By Anju Munshi
The humble jute is making headlines suddenly. Coming into the market reincarnated with a fresh spirit it has been welcomed by the world of fashion.
Designers are taking a serious look at jute now. “It is only a matter of time that the glory of the mighty jute industry will be restored,” says Mangal Hari whose father had worked in a jute factory in Bengal in the 50s. He plans to use jute to make clothes now. Exploring the full potential of the fibre would eventually see him getting into manufacturing of the textile dealing in designer clothes and fine attires, he hopes .
Jute, commonly known as the sack cloth or the hessian, has come a long way from occupying the dark shelves of old warehouses. With its USP of an eco-friendly, biodegradable and sustainable fibre, today jute is garnering space in big brand boutiques. And, even being a part of royal wedding couture. Remember Meghan Markle while getting married to Prince Harry had preferred jute gift bags for guests attending the wedding? She is also seen adorning jute footwear often.
All this has put the fibre a notch up in visibility. Yellow in colour, the fibre is also called the golden fibre not only for its colour but its versatility and its tensile strength. With a growing concern for climate and environmental health, plastic is being shunned worldwide, pure organic fibres like jute and cotton products are fast gaining attention. Experts say that growing this fibre can help us in times of climate and stricter environmental law introduced in many countries, as it can help with carbon capture, and the fact that it uses even less natural resources than cotton.
“People associate jute with something coarse and staid , muted in colour ,prickly and uncomfortable but we are trying to make them aware that soft clothes can be made out of it, for jute can be woven and spun,” says Alisha Nair, a fashion designer from Hyderabad. Her label Volvo deals in jute and cotton fabrics .
“Innovation and experiments have led to advanced processes like bleaching, dyeing and finishing and by mixing jute with other synthetic and natural fibres, jute as a textile becomes softer with a better feel , shine, and with an aesthetic appeal,’’ says Nair .

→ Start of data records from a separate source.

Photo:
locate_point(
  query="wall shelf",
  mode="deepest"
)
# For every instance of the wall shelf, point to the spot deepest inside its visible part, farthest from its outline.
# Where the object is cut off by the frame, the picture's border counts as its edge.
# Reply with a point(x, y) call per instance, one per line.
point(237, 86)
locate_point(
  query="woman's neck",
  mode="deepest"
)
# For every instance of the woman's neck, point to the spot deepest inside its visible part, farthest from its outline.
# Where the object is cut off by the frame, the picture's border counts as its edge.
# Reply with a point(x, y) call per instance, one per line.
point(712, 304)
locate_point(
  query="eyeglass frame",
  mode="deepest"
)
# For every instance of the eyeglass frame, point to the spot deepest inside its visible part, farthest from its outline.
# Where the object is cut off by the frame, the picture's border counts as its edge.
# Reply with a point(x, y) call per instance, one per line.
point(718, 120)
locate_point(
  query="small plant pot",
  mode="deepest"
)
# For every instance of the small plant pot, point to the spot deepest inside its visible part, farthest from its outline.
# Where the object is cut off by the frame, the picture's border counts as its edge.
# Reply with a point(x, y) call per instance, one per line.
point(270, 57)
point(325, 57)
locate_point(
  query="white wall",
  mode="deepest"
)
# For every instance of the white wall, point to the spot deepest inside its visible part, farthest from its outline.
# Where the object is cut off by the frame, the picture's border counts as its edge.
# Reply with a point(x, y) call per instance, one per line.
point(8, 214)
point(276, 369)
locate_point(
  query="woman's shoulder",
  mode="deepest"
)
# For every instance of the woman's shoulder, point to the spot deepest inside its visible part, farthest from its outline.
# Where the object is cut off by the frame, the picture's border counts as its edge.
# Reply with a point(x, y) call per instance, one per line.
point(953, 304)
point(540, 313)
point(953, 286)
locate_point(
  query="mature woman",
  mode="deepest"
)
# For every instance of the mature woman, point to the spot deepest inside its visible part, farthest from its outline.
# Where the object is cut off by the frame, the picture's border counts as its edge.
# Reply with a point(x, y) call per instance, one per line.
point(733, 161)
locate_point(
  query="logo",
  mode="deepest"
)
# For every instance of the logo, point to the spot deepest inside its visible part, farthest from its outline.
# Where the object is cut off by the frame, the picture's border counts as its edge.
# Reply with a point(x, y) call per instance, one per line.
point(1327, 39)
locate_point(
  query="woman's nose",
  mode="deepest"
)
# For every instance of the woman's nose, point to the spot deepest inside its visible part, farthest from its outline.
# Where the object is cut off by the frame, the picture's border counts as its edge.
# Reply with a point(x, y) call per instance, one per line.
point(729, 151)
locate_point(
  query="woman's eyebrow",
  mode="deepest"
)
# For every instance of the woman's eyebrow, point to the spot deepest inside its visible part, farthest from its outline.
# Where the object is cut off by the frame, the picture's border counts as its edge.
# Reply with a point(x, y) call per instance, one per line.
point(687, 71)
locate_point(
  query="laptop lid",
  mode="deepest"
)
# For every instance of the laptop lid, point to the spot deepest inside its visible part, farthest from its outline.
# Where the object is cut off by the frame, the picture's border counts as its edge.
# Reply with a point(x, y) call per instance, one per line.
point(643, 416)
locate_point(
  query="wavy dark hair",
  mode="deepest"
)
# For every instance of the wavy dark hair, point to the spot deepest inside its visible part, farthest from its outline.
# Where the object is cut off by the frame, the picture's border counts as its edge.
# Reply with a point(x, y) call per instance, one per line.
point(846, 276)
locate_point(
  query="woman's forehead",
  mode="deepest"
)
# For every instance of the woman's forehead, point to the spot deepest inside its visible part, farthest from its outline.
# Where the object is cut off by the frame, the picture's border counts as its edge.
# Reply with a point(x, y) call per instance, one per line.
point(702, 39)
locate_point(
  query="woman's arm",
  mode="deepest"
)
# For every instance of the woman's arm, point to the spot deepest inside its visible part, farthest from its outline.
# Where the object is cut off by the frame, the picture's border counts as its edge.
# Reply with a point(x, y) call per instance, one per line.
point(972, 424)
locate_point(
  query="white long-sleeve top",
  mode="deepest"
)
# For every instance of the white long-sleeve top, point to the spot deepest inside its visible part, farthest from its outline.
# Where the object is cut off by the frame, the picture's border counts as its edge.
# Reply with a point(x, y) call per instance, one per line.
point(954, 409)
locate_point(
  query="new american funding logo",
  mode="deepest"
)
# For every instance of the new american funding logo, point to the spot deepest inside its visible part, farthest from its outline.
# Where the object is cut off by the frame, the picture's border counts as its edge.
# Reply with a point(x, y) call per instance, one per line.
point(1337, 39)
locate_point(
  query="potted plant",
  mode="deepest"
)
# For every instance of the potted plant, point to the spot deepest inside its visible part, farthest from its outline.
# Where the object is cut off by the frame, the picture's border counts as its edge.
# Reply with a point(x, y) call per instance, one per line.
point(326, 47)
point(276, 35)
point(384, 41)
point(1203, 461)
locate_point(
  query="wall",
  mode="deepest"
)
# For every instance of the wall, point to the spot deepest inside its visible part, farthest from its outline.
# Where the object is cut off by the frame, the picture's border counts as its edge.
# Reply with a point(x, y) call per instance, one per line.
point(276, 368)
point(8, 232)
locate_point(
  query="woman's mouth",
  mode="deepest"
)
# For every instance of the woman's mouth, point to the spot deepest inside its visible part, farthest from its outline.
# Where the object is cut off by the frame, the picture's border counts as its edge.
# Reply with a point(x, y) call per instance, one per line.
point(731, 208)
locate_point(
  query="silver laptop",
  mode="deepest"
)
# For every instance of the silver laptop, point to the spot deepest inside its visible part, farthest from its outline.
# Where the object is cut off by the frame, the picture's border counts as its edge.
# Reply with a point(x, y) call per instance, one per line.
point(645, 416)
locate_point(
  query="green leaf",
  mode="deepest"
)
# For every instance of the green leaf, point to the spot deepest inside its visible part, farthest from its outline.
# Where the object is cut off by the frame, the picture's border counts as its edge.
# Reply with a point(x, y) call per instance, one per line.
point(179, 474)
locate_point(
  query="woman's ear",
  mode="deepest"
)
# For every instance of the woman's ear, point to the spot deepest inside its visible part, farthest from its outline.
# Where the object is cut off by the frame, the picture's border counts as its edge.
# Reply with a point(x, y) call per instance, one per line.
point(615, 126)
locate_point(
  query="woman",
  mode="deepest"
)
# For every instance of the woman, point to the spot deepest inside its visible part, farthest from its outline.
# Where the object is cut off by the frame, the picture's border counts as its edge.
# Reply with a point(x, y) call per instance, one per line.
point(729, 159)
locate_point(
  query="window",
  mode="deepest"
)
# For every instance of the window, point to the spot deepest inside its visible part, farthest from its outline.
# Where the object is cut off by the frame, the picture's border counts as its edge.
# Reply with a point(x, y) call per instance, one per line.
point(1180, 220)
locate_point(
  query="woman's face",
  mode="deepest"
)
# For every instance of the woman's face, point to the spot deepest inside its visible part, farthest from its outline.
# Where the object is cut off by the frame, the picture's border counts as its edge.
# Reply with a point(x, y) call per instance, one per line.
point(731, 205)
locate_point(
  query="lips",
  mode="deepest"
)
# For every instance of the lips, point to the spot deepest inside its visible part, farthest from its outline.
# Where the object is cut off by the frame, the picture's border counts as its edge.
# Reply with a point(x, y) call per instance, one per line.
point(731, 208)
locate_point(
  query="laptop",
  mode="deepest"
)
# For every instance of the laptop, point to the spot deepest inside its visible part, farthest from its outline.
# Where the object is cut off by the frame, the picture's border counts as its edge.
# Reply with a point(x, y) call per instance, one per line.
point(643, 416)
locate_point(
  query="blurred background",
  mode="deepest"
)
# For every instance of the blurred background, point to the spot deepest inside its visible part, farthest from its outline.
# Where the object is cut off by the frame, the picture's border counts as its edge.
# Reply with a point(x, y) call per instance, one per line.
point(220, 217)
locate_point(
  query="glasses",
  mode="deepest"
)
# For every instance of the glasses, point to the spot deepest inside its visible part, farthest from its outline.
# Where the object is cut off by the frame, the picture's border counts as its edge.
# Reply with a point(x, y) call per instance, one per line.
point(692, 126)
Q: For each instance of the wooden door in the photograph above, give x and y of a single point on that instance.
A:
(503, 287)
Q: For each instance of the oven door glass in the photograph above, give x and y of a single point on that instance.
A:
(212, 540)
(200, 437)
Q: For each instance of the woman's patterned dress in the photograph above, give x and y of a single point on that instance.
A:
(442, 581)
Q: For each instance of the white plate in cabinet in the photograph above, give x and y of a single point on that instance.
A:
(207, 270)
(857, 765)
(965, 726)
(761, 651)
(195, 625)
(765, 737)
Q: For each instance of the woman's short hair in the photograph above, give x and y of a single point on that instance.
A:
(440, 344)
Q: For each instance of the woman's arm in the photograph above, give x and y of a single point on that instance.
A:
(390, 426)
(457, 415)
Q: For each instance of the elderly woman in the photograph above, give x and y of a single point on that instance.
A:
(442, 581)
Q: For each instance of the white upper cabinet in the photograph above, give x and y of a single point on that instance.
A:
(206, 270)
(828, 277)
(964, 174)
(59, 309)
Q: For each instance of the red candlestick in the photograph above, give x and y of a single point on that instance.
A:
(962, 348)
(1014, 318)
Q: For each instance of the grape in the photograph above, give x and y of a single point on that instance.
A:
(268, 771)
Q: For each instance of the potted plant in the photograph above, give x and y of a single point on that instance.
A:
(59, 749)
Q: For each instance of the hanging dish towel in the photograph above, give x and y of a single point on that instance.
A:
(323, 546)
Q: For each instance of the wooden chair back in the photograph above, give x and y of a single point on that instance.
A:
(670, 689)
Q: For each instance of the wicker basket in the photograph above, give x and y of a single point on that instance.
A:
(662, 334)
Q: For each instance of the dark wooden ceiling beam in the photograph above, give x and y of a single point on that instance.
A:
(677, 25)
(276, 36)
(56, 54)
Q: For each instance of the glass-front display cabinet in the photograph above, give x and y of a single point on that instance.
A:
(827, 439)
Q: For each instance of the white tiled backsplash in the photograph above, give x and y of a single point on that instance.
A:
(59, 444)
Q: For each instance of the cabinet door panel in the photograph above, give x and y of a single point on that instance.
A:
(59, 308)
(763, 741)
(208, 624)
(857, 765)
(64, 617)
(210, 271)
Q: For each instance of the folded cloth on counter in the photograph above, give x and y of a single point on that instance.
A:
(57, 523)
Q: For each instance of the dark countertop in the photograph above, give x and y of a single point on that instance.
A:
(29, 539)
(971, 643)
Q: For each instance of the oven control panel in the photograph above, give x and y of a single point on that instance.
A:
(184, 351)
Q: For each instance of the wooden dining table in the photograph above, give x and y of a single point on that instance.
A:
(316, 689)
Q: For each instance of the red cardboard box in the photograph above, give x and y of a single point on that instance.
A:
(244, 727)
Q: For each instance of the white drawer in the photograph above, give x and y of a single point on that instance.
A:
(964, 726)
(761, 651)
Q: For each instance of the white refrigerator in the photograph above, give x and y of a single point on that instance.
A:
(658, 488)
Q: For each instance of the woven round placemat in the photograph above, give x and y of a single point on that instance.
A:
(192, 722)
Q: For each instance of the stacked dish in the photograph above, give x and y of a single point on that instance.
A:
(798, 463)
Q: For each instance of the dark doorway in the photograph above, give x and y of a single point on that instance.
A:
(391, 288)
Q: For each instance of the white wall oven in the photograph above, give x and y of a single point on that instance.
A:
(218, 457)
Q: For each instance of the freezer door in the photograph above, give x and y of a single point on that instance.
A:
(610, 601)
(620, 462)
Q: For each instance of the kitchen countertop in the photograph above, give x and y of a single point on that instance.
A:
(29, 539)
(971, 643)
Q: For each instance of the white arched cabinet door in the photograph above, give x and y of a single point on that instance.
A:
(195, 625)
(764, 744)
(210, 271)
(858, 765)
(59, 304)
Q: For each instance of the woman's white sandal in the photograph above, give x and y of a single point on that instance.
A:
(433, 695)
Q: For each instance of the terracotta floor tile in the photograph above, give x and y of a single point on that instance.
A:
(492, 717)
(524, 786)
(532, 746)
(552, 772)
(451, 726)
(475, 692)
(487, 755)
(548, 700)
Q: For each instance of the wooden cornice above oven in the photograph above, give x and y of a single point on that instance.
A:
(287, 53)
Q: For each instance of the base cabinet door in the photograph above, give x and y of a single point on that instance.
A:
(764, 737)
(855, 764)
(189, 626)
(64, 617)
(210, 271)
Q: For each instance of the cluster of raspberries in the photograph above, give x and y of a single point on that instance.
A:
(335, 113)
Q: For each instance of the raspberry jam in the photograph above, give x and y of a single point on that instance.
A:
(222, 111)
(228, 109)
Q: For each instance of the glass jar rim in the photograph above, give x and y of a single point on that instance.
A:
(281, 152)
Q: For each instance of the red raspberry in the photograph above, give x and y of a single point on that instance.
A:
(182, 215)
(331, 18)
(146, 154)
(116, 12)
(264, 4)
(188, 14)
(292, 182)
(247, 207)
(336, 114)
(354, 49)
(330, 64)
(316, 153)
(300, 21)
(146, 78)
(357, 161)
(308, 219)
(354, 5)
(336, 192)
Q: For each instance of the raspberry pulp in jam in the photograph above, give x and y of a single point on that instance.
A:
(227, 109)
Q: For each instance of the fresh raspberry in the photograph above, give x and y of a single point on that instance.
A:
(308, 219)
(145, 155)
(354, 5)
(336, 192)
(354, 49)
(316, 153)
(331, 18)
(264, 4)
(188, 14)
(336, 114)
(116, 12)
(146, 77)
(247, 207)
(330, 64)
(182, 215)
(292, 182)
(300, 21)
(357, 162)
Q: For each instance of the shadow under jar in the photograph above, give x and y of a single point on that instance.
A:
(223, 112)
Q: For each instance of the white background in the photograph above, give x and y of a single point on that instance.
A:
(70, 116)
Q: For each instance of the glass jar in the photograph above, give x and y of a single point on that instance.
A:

Puja Rathore , a boutique owner from Jaipur, finds jute products much in demand today. “Women prefer pants made of soft jute for summers which need less maintenance. Jute blended with rayon and acrylic gives it a sheen and a soft texture and if it is dyed in muted colours it becomes beautiful and wearable too.” For winter- wear, it can be blended with wool, she says.
From our daily requirements of bags , footwear, fabric, lampshades, curtains and other utility and lifestyle items , jute is versatile and one of the most resourceful fibres nature has gifted man after cotton which is more expensive . In Kolkata many designers of household products turn out beautifully crafted and colourful jute bags which fly off the shelf at any fair. It is not only affordable but a wakeup call to the planet to look at it, especially when the UN Environment Programme says that the planet is ‘drowning in plastic’, a non-bio degradable product.
Jute production has a strong history in Bengal .The jute mills flourished under the British raj but gradually declined after Independence. Most of these mills were located on the banks of Hooghly river but lack of financial and marketing support slackened the industry . Shyam Agarwal, a textile entrepreneur from Howrah suggests that, “ The state government could tap the opportunities that this crop offers and earn a huge revenue, for it has a tremendous market overseas now.”
So as jute trudges from sacks and gunny bags to a fashion fabric, one can look anew at this home-grown humble fibre.